Amazon SageMaker
Developer Guide

How Object2Vec Works

Step 1: Data Processing

The data must be converted to the JSON Lines text file format specified in the Data Formats for Object2Vec Training section during preprocessing. Also, to ensure obtaining the best accuracy from training, the data needs to be randomly shuffled before feeding it into the model.

Step 2: Model Training

The architecture of Amazon SageMaker Object2Vec consists of following main components:

  • Two input channels—The 2 input channels take a pair of objects of same or different types as inputs, and pass them to independent and customizable encoders. An example of the input objects could be sequence pairs, tokens pairs, or sequence and tokens pairs.

  • Two encoders: The enc0 and enc1 encoders convert each object into a fixed-length embedding vector.

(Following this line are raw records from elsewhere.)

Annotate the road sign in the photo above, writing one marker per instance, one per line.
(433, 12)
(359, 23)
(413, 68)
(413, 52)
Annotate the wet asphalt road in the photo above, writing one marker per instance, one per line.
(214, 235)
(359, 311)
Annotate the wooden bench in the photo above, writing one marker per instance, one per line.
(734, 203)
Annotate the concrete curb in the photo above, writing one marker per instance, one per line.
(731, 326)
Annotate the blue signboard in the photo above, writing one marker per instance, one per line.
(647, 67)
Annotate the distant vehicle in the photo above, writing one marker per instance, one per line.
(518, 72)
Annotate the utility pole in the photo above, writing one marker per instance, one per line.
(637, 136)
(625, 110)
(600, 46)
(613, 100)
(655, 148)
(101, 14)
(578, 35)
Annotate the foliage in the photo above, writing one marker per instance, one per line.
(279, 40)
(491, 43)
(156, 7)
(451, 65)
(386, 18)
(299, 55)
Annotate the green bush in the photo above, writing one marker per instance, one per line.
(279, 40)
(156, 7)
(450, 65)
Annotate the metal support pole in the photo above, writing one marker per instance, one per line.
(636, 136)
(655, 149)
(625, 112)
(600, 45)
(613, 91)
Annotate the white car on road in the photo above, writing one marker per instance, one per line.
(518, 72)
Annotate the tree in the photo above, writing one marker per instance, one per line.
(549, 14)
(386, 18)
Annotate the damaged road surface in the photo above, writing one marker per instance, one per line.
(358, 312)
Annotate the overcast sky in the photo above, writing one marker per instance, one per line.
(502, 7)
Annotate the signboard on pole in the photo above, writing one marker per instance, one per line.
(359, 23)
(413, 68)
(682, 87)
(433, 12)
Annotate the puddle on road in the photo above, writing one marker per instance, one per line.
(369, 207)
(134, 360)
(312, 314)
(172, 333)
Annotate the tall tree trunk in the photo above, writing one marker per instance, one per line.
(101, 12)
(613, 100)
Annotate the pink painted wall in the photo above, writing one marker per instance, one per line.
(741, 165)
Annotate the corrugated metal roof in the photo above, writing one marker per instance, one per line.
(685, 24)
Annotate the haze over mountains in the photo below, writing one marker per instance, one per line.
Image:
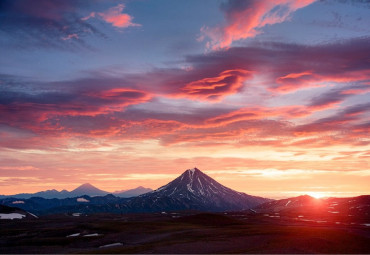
(84, 189)
(193, 190)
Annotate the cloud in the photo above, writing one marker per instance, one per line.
(47, 24)
(285, 68)
(114, 16)
(226, 83)
(245, 19)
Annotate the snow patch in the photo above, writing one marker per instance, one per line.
(81, 199)
(74, 235)
(90, 235)
(18, 202)
(111, 245)
(11, 216)
(33, 215)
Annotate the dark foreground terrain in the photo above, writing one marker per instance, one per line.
(190, 232)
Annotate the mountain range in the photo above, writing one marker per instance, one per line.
(195, 191)
(192, 190)
(84, 189)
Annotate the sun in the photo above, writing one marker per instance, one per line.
(316, 194)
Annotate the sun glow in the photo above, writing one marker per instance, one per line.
(317, 195)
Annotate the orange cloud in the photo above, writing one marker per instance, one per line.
(114, 16)
(215, 88)
(245, 19)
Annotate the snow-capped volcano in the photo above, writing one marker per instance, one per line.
(196, 190)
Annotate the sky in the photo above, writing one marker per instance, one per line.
(271, 98)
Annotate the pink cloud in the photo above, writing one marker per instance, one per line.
(245, 19)
(215, 88)
(115, 16)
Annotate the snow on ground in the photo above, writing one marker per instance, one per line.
(81, 199)
(18, 202)
(111, 245)
(11, 216)
(33, 215)
(89, 235)
(74, 235)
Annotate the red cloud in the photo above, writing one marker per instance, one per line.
(215, 88)
(114, 16)
(295, 81)
(245, 18)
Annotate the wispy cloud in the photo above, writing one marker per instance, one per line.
(244, 19)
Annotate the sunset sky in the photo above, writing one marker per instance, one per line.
(271, 98)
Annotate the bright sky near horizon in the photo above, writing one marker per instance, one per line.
(271, 98)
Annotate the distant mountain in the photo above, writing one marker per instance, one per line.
(193, 190)
(132, 192)
(355, 209)
(84, 189)
(11, 213)
(83, 204)
(87, 189)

The encoded embeddings of the objects in the pair, which are then passed into a comparator.

  • Comparator—The comparator compares the embeddings in different ways and outputs scores that indicate the strength of the relationship between the paired objects for each user-specified relationship-type. The output scores can vary between 1, indicating a strong relationship between a sentence pair, and 0, representing a weak relationship.

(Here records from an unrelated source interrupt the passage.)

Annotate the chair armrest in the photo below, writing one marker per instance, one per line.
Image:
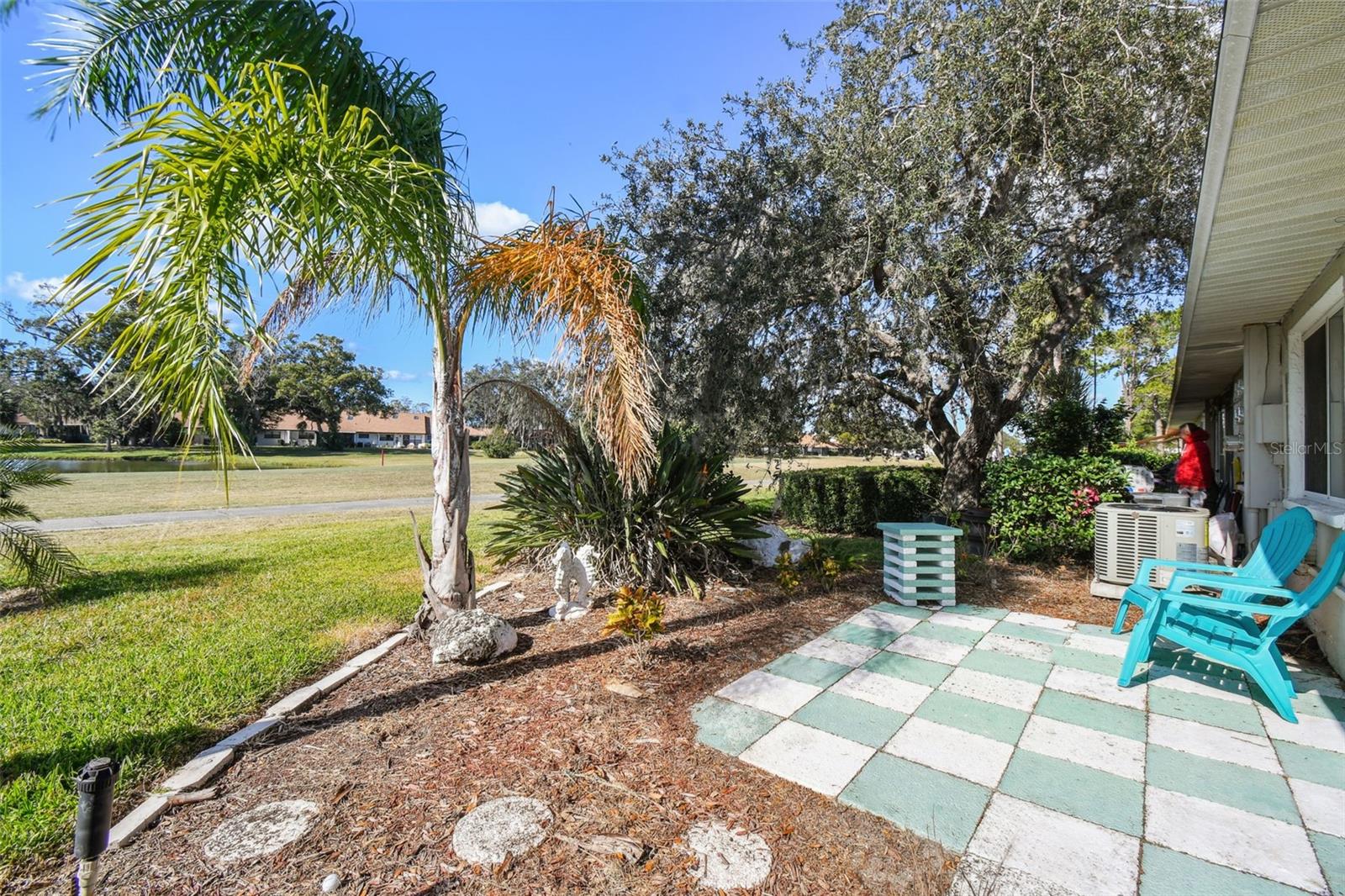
(1184, 580)
(1226, 606)
(1147, 567)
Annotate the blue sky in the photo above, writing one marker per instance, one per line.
(538, 91)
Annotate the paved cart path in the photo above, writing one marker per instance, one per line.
(119, 521)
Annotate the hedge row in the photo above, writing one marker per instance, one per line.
(854, 499)
(1042, 506)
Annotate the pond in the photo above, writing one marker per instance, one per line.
(121, 465)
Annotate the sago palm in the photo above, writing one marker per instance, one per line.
(326, 183)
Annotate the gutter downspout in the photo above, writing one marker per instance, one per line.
(1234, 49)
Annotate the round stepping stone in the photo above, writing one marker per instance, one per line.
(261, 830)
(728, 858)
(499, 828)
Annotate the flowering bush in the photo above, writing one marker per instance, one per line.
(1042, 506)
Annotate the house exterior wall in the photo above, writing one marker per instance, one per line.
(1273, 447)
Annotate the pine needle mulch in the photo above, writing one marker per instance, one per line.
(404, 750)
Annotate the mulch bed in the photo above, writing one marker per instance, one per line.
(404, 750)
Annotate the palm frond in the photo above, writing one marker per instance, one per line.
(210, 198)
(567, 273)
(112, 58)
(535, 401)
(40, 559)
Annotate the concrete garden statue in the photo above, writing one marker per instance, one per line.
(575, 571)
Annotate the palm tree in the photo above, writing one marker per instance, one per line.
(300, 161)
(40, 559)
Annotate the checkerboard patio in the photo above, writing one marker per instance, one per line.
(1005, 737)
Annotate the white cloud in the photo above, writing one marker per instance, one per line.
(17, 284)
(495, 219)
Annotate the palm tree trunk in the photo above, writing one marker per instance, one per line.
(448, 569)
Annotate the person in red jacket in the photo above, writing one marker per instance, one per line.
(1195, 472)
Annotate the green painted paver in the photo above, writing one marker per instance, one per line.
(952, 634)
(1029, 633)
(925, 672)
(979, 717)
(973, 609)
(1076, 790)
(1087, 660)
(898, 609)
(1331, 856)
(1008, 665)
(730, 727)
(1093, 714)
(810, 670)
(853, 719)
(1219, 782)
(1309, 763)
(928, 802)
(862, 635)
(1169, 873)
(1210, 710)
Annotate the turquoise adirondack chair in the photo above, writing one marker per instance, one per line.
(1282, 546)
(1226, 631)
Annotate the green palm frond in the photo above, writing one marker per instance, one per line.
(205, 199)
(112, 58)
(37, 556)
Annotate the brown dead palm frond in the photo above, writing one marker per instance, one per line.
(564, 272)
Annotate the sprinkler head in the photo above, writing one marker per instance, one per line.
(93, 820)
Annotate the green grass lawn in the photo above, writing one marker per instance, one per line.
(177, 636)
(125, 493)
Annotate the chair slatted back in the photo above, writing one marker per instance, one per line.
(1308, 600)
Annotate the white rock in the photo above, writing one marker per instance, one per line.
(766, 551)
(471, 636)
(501, 828)
(261, 830)
(728, 858)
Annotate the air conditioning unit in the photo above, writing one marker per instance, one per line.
(1127, 535)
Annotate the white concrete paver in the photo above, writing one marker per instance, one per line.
(809, 756)
(1079, 856)
(1015, 646)
(1232, 837)
(1322, 808)
(941, 651)
(952, 750)
(1084, 747)
(1210, 741)
(837, 651)
(770, 693)
(883, 690)
(993, 689)
(1089, 683)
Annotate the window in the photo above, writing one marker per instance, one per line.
(1324, 414)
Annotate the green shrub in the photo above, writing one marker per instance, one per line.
(681, 525)
(1042, 506)
(854, 499)
(1137, 456)
(499, 444)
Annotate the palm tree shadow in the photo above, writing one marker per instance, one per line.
(94, 587)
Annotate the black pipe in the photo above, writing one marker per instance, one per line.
(93, 820)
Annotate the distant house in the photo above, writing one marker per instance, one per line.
(404, 430)
(811, 444)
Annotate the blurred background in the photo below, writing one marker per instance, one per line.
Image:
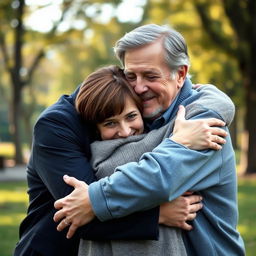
(48, 47)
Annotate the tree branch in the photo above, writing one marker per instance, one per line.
(236, 11)
(34, 66)
(5, 53)
(212, 28)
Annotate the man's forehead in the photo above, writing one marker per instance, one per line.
(141, 70)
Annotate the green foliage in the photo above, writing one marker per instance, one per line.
(247, 210)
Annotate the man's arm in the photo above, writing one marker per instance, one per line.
(155, 179)
(60, 147)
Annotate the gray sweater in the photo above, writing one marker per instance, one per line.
(107, 155)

At training time, the algorithm accepts pairs of objects and their relationship labels or scores as inputs. The objects in each pair can be of different types. They are passed through independent, customizable encoders that are compatible with the input types of corresponding objects. The encoders convert each object in a pair into a fixed-length embedding vector of equal length. The encoded embeddings of the objects in the pair are then passed into a comparator that compares the embeddings in different ways and outputs scores. The scores correspond to the strength of the relationship between the objects in the pair for each relationship-type specified by the user. The training loss function can then minimize the disagreement between the relationships predicted by the model and those specified by the user-provided labels in the training data.

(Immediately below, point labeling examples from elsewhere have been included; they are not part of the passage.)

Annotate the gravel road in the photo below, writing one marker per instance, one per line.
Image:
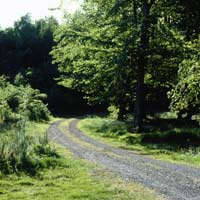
(173, 181)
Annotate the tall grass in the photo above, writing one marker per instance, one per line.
(25, 153)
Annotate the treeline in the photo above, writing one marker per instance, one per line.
(135, 57)
(139, 56)
(24, 51)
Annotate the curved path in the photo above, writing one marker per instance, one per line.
(173, 181)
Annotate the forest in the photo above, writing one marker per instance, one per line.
(129, 70)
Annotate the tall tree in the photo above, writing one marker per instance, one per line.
(142, 62)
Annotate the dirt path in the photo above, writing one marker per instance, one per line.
(175, 182)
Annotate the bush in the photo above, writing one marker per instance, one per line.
(19, 101)
(26, 154)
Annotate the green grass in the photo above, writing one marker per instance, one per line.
(72, 178)
(117, 133)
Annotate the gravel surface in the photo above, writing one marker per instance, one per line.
(173, 181)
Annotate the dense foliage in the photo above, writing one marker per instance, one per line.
(19, 101)
(129, 53)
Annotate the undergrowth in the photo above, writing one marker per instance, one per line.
(167, 141)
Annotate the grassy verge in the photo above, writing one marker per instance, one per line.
(117, 134)
(70, 178)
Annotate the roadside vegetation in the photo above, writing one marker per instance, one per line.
(163, 139)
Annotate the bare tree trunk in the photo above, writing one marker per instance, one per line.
(139, 111)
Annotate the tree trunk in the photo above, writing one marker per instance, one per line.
(139, 111)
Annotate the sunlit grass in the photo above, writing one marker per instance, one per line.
(118, 134)
(71, 179)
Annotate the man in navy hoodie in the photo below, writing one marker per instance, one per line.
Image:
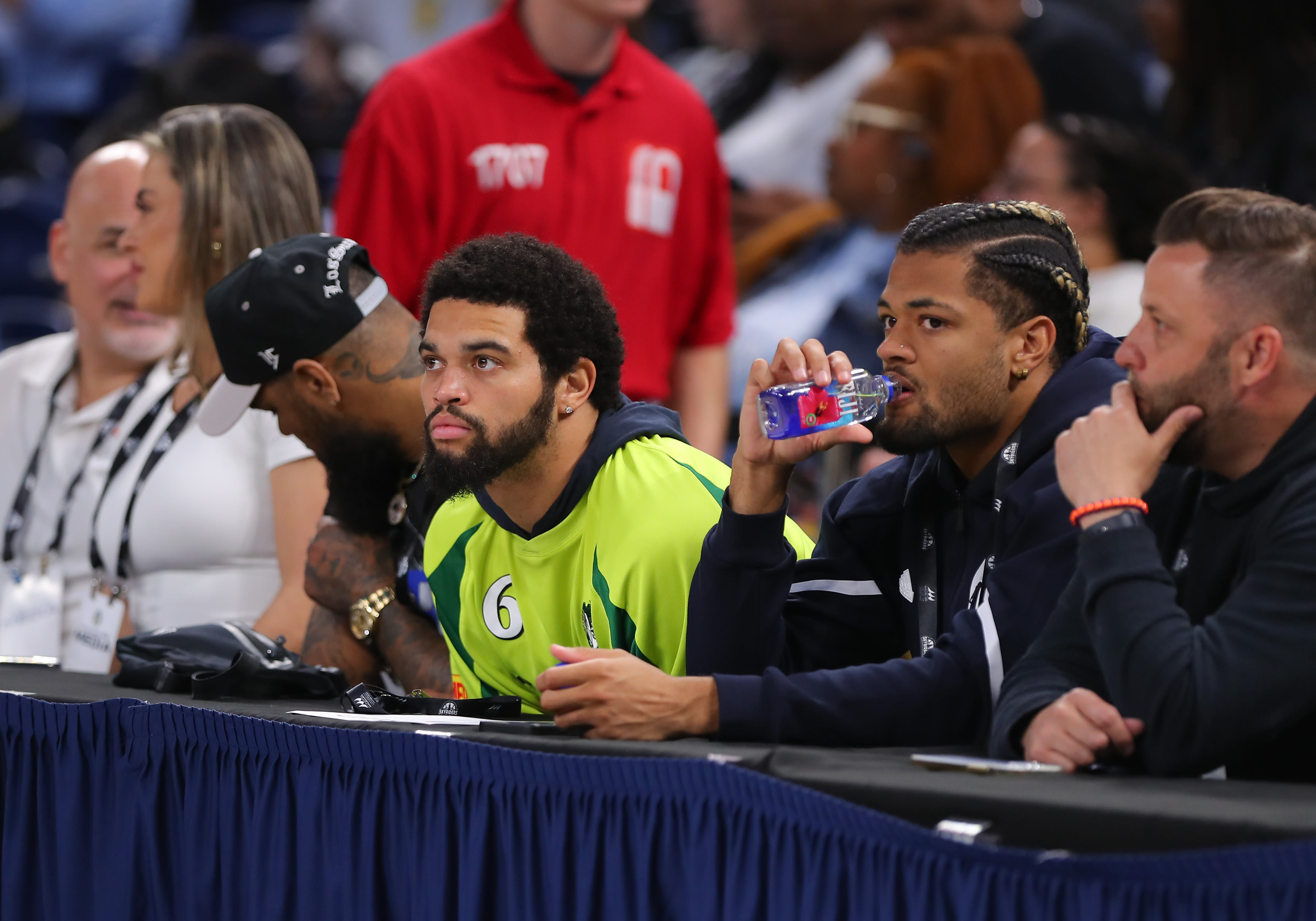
(1185, 643)
(935, 572)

                    General Architecture of Object2Vec: from data inputs to scores.

General Architecture of Object2Vec: The network accepts two inputs and their relationship label at training time. Each of the inputs is passed into a compatible encoder, and the embeddings output by the encoders are passed into a comparator that emits the confidence score corresponding to the relationship label.

Step 3: Inference

After the model has been trained, you can use the trained encoder to perform inference in two modes:

  • To convert singleton input objects into fixed length embeddings using the corresponding encoder

  • To predict the relationship label or score between a pair of input objects

The inference server automatically figures out which of the modes is requested based on the input data. To get the embeddings as output, provide only one input in each instance. To predict the relationship label or score, provide both inputs in the pair.